Cuando llegué al comedor, me encontré con una montaña de platos sucios que parecían haber sido acumulados durante días. ¿Era esto legal? El olor no ayudaba, y un grupo de cadetes que estaban terminando de comer me miraban como si yo fuera el espectáculo del día.
—¿Necesitas ayuda, princesa? —gritó uno desde el fondo, provocando risas.
Ignoré el comentario y me até el cabello, lista para enfrentar mi castigo. Pero, siendo yo, la cosa no iba a terminar bien. En menos de diez minutos ya había tirado un balde de agua y resbalado con el trapeador que Maximiliano tan amablemente había mencionado. Genial, ahora soy oficialmente la payasa del internado.
Un par de chicas que pasaban se detuvieron para reírse, y no pude evitar unirse a ellas. Si algo sabía hacer bien era reírme de mí misma. Me puse de pie, con los pantalones empapados, cuando alguien se aclaró la garganta detrás de mí.
—¿Divirtiéndote, Miller? —La voz inconfundible de Maximiliano me congeló en el acto.
Me giré lentamente, con una sonrisa falsa. Allí estaba él, con los brazos cruzados y esa maldita expresión de superioridad.
—Claro que sí, jefe. ¿Quieres unirte? —respondí con sarcasmo, levantando el trapeador como si fuera una invitación.
Maximiliano negó con la cabeza, pero sus labios temblaban ligeramente, como si estuviera luchando por no reírse.
—Eres un desastre. —Dio un paso hacia mí, tomó el trapeador y lo puso en su lugar. —Pero como soy generoso, te voy a enseñar cómo se hace.
Lo miré sorprendida mientras comenzaba a limpiar el desastre que yo había hecho.
—¿Esto es real? ¿El gran Maximiliano limpiando con sus propias manos? —pregunté con tono burlón, intentando ocultar lo raro que era verlo ayudarme.
—Soy tu superior, Miller. Y eso incluye enseñarte a no ser un peligro público con un trapeador. —Me lanzó una mirada que, aunque pretendía ser seria, tenía un leve brillo de diversión.

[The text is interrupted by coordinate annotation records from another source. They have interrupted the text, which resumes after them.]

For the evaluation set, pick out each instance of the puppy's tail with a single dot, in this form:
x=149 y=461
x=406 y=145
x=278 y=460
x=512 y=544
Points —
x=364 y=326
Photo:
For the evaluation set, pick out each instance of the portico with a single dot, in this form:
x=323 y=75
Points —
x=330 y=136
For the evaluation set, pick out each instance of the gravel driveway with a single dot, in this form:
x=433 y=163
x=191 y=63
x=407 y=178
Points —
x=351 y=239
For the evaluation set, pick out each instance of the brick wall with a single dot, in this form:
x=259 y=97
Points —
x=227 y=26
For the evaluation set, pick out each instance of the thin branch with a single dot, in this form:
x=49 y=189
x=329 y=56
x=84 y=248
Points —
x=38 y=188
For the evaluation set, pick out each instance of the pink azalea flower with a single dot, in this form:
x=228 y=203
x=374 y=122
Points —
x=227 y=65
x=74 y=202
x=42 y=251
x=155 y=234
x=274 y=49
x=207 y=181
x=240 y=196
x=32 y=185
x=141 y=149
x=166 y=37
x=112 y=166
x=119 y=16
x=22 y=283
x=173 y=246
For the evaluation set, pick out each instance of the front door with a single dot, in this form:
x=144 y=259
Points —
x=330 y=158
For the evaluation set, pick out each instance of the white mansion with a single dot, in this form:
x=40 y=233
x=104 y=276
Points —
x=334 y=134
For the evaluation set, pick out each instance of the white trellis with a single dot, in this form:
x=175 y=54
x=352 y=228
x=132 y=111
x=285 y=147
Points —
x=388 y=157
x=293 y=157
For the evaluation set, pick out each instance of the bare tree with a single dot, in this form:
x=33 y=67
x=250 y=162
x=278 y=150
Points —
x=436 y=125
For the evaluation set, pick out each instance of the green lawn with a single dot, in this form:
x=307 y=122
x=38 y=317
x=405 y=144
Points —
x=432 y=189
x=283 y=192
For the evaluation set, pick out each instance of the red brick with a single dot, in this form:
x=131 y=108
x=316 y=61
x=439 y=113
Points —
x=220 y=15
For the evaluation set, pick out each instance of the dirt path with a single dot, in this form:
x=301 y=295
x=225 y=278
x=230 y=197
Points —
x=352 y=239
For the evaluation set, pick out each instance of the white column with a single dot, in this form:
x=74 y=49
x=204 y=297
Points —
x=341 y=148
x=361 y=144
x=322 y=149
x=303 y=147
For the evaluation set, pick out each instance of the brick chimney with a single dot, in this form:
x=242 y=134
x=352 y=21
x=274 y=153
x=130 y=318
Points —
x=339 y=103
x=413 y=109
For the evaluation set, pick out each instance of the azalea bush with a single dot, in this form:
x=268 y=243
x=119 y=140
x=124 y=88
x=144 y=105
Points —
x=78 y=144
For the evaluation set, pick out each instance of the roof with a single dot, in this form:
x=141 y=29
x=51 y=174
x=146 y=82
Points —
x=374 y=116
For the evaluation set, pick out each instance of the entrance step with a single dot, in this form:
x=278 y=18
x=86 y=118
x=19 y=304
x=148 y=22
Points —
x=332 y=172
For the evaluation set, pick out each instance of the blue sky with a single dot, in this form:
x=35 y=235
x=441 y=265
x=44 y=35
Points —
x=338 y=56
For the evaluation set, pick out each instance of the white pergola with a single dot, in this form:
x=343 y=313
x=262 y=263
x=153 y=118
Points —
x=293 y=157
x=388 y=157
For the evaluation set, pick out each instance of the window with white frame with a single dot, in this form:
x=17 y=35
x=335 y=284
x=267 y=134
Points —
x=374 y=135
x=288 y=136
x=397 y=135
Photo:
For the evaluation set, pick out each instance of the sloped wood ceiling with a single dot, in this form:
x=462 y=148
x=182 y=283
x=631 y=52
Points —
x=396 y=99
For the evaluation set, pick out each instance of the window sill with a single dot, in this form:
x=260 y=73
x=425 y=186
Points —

Por unos minutos, el comedor quedó en silencio mientras él me mostraba cómo limpiar correctamente, como si fuera lo más importante del mundo. Yo, por supuesto, lo interrumpía con comentarios sarcásticos cada vez que podía, pero él no se inmutaba.
Cuando finalmente terminamos, Maximiliano dejó el trapeador en su lugar y me miró con una leve sonrisa.
—Felicidades, Miller. No destruiste todo el comedor.
—Dame tiempo, todavía queda mucho día.
Él soltó una risa breve, la primera vez que lo veía hacerlo, y por un segundo, olvidé lo mucho que me irritaba. Pero solo por un segundo.
—Nos vemos mañana, y por favor, intenta llegar a tiempo. —Se giró y salió del comedor, dejándome allí con una mezcla de frustración y algo que no quería admitir: tal vez Maximiliano no era tan insoportable después de todo.
Pero no iba a rendirme. Esto era una guerra, y yo siempre ganaba.